Ancora una volta sono i giovani a tracciare la strada, e per chi ancora in questo Paese non lo avesse capito che è loro che dobbiamo ascoltare di più e intorno a loro costruire le politiche pubbliche in grado di generare un mondo pronto ad accoglierli e a valorizzarli.

In una ricerca dal titolo “Giovani dentro”, che potete approfondire a questo link ,  emerge una spinta fortissima ad invertire la narrazione che facciamo ormai da decenni sul tema delle aree interne e dei borghi come se l’unica cosa possibile da raccontare forse l’emergenza spopolamento, l’abbandono da parte delle giovani generazioni, la carenza di infrastrutture ed opportunità.

Ma chi ha avuto la fortuna di viaggiare per il nostro Paese, anche solo attraverso il web, ha scoperto che questi luoghi sono molto di più di quanto appare e che in realtà molti sono diventati spazi a cielo aperto per sperimentare nuovi modi di vivere, lavorare, produrre economia, cultura e socialità. E i nostri giovani è proprio questo quello che stanno scoprendo, nell’ottica di scardinare il solito meccanismo che contrappone il centro alla periferia, la campagna con la città, le aree interne con i grandi centri urbani.

Le nostre aree interne, i nostri straordinari piccoli borghi hanno certamente bisogno delle infrastrutture materiali e digitali, ma hanno bisogno soprattutto di infrastrutture sociali ovvero di ricucire relazioni umane tra comunità stanziali e temporanee, tra generazioni diverse e stili di vita nuovi.

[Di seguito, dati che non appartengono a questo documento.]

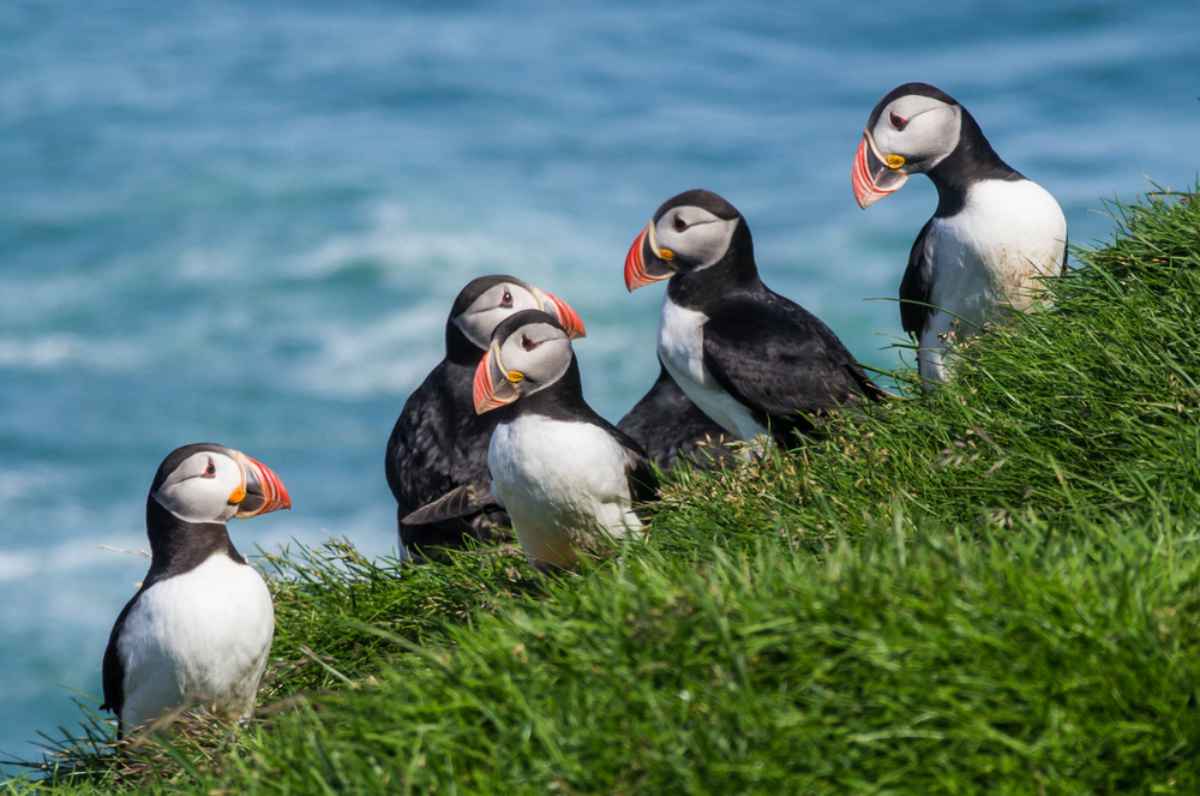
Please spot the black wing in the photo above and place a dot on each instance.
(917, 286)
(113, 670)
(781, 361)
(437, 446)
(462, 501)
(643, 483)
(670, 426)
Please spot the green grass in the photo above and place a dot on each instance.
(991, 587)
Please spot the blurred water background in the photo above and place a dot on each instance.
(246, 223)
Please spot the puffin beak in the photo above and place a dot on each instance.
(646, 263)
(261, 492)
(875, 175)
(495, 387)
(570, 319)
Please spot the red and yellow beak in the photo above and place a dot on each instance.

Fare rete, creando delle filiere culturali e turistiche tra borghi capaci a loro volta di generare servizi condivisi nel campo dei trasporti e del welfare; usare le rete digitale per fare comunità con il resto del mondo esportando i nostri prodotti artigiani e assorbendo le innovazioni di chi per lavoro viaggia e scopre ogni giorno il mondo. Non è detto che l’unica strada per i nostri giovani sia andare via o restare, in realtà si può costruire un circuito virtuoso tra chi va e chi ritorna, chi fa il pendolare con la grande città e chi decide di rigenerare la vecchia azienda agricola dei nonni per renderla moderna e sostenibile.

A noi tocca costruire gli strumenti giusti affinché i nostri giovani si appassionino a questo meraviglioso Paese che è l’Italia, e forse il primo passo utile sarebbe quello di mettere in soffitta i soliti paradigmi con i quali raccontiamo loro il nostro territorio.